Looking across currency markets , it is very unusual to see the two traditional haven currencies – JPY and CHF (of late usurped by the USD of course) sitting at opposite ends of the G10 spectrum (JPY more than 1% stronger, CHF more than 1% weaker). The latter was a move that came after the SNB’s +75bps rates decision an where it very much looked as though the SNB was intervening immediately out of the decision to check further, unwanted, EUR/CHF depreciation and after the pair had fallen quite sharply in the two days leading up to the SNB meeting. There had also been some thoughts the SNB might deliver a 100bps hike.

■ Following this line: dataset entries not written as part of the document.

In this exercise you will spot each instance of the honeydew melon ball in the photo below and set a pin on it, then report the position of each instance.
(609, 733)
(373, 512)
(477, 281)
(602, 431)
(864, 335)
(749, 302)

Prior to the BoJ intervention to drive down USD/JPY and which had a mechanically large impact on the DXY given its 13.6% weight, the USD had made a new cycle high of 111.80. It is currently around 0.5% back from that. EUR/USD remains the much bigger influence on the index of course, the pair making a new low of 0.9809 overnight. AUD and NZD found some relief for USD strength when the BoJ intervention came, but only after AUD/USD had hit a new 2+ year low of 0.6574 and NZD 0.5804.
Finally, US equity markets fell away in the last hour to reverse a fleeting early-afternoon rally, the S&P500 finishing in New York down 0.8% and the more interest rate sensitive NASDAQ down 1.4%. As was the case on Wednesday, Consumer Discretionary was the weakest performing S&P sub-sector, down 2.2%.